In the beginning of our marriage I knew that my MIL was a handful and said things to undercut. She didn’t even stand up at our wedding while we cut the cake or toasted (which she denied). I didn’t know what I was getting myself into until two months before the wedding. We lived in another city and decided to move closer to his family because they were getting old (6 years ago). A few years went by and I continued to try and have a relationship with her but she always had a way of saying the wrong things. So, sometimes when my husband wanted to go to dinner with them I would decline. He would get very angry at me each and every time but I didn’t want to put myself in a situation where I always felt attacked.

Fast forward to my MIL’s death in January 2013 that broke my husband with guilt (for not donating her a kidney) as well as my guilt for always trying to stay away.

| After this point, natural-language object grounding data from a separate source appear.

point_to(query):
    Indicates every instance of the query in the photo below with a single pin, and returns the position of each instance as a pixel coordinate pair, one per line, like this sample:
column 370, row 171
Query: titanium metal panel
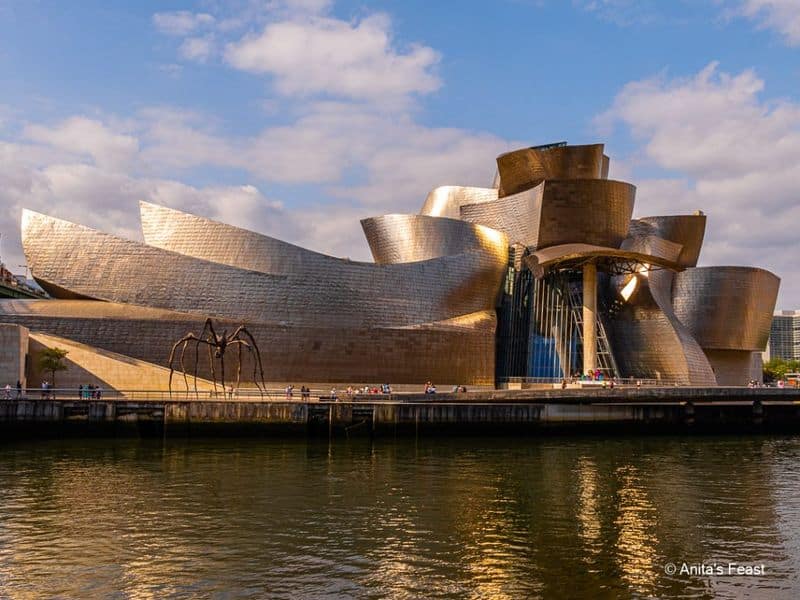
column 654, row 246
column 101, row 266
column 568, row 255
column 650, row 341
column 686, row 230
column 523, row 169
column 450, row 352
column 446, row 200
column 736, row 367
column 410, row 238
column 575, row 211
column 517, row 216
column 726, row 308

His dad, my FIL, is 80 years old. I planned, organized, and paid for an 80th surprise birthday celebration that cost us thousands of dollars. I also make it a point (when my husband works out or hangs out with his friends) to call his dad and hang out with him. He’s a really cool old father in law!! He repeats himself a lot, he talks just to talk, but he is pleasant to be around.
For the last year my husband and I have talked about getting a one story house so his dad can spend the night (we have a two story with all bedrooms upstairs). So if he comes over to watch a football game he has to leave before dark (can’t drive at night). His dad has his own home that he shared with his wife. In recent months we’ve put our house on the market and my husband and his dad start talking about all of us living together under one roof. I have said time and time again that I would love to do that IF we could find a house with separate living quarters (apt). There is no way I can live, pick up after, cook for, take care of TWO MEN!! I just can’t mentally do it.

This morning I was telling my husband I needed to pay the credit card so I could buy our tickets to go see his sister graduate from college and he snapped at me. He said, “I’m not going to the graduation because I’m taking my dad out of town for surgery”. I started asking him questions about what kind of surgery, when, etc and he said, “I know you don’t like my dad so I’m not going to let you keep me away from my dad like you did my mom”. First of all, I never kept him away from his family if anything I would encourage that instead of him hanging out with his friends. I don’t have to be with him every time he hangs out with his parents or do I?

He never spends alone time with me. If we go to dinner his dad goes 100% of the time and invites him everywhere we go. Which is ok but when he goes and hangs out with just his friends he never invites his dad. I know his dad moving in with us will destroy our marriage. He’s already guilting me when I expressed my desire for us to either get an inlaw suite (detached) or just by a house in the same neighborhood as his dad. Can anyone give insight as to what I do? We maybe see my parents once a year and even when my parents call to tell him happy birthday he doesn’t call them back. It’s like my life outside of his means nothing!!